The modern medical community has spent much time and effort on the subject of meditation and rigourous studies have appeared in scientific journals on psychology, psychiatry, psychobiology, alternative medicine and neuroscience. The concept of mind-body medicine is spreading and becoming more main stream. We are now finding scienfific solutions that validate the ancient teachings. Researchers have discovered that meditation shares many of the psychiological qualities of stage 1 non-REM sleep. THis is the stage of sleep where you start to become drowsey. However, researchers also agree that they are two separate phenomena. Different studies show that those people that meditate regularly have more efficient REM sleep, the stage at which dreams occur. This results in more restful and rejuvinating sleep. Comparing rest and meditation, the differences stand out where arousal responses are gauged. Sleepers have a much slower arousal time while meditators did not. This means that resting can dull the senses making you slower to react to stimulus.

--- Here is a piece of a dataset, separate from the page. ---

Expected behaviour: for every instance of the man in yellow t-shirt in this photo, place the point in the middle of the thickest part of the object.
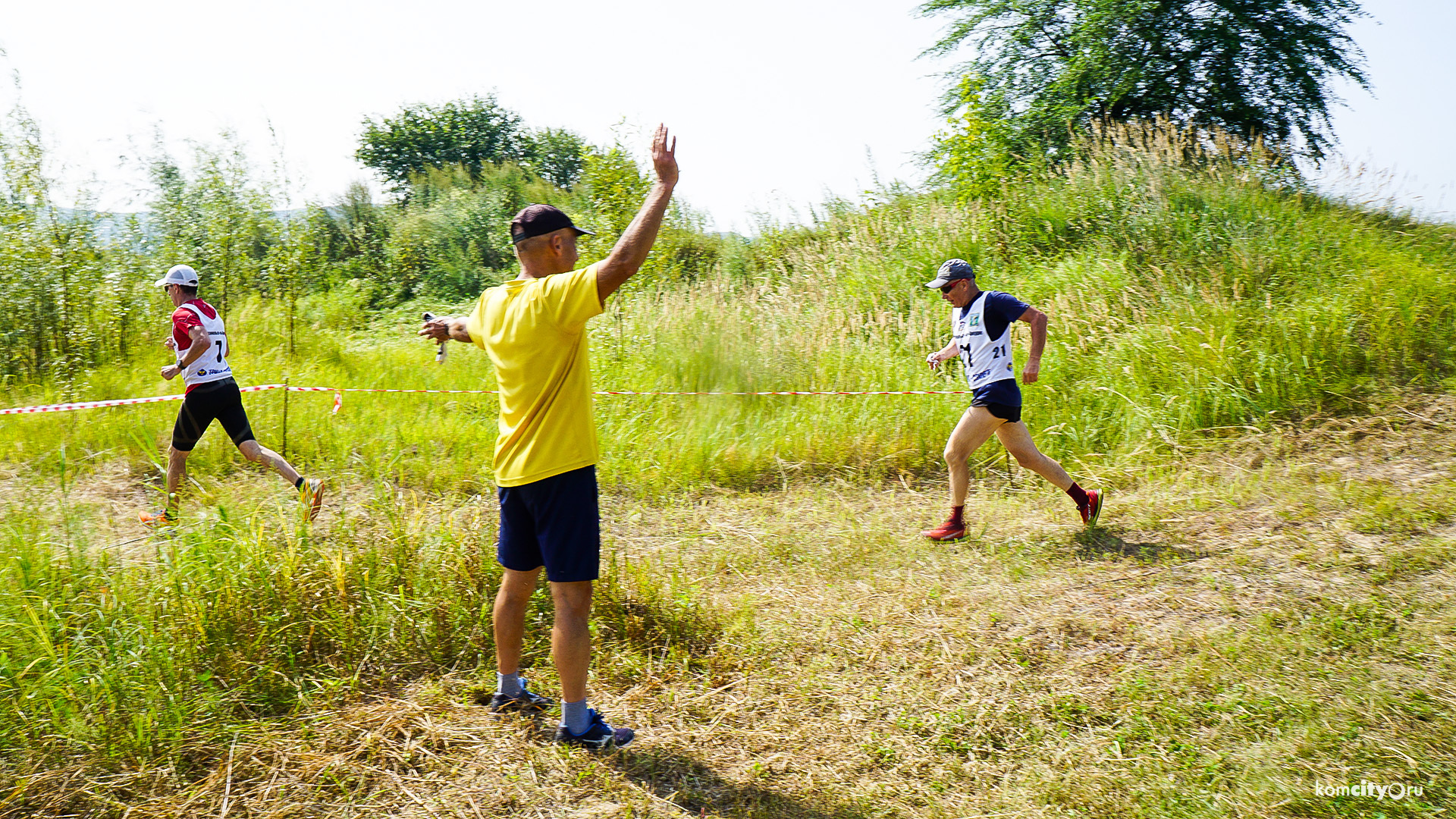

In comparison, meditation seems to awaken the senses, sometimes to the point of hyper-awareness making you more easily roused by stimulus. Insted of spacing you out like rest, meditation fine-tunes the attention to a sharp point of focus.

Meditation can give you control over bodily functions including temperature, blood pressure and heart beat. Biofeedback is a technique through which you learn to control various internal processes such as brain waves or blood pressure by seeing them displayed on a monitor. Subjects who suffered chronic anxiety were taught to control and increase their alpha waves (the brain waves associated with relaxed attention, as in the first stages of meditation). They reported a subsequent sense of well being compared to subjects who were unsuccessful at the technique and whose anxiety remained unchanged. This also bridges the connection between meditation and building concentration, something that can be learned or cultivated. That's surely good news to those that believed that its something you either have or you don't.

One last compelling aspect of meditation is that the activity of the neurotransmitters, those little chemical messengers shooting back and forth between the nerve cells, can actually change nerve cell metobolism and even the structure of the cell membranes. Neurotransmitter release can make nerve cells more easily excitable and more resistent to stimulation. To think that the processes in the brain can change the brain, and that meditation creates these processes in the brain, then we have to only conclude that meditation can change the brain. What we find is that we have tapped into a wellspring of psychic intuition we never realised existed in us. If meditation makes us more aware and more sensitive to the more subtle vibrations, then perhaps we are not only picking up on the more subtle vibrations but our awareness of those vibrations are actualized, it seems easy to conclude that meditation is a key to learning to be psychic.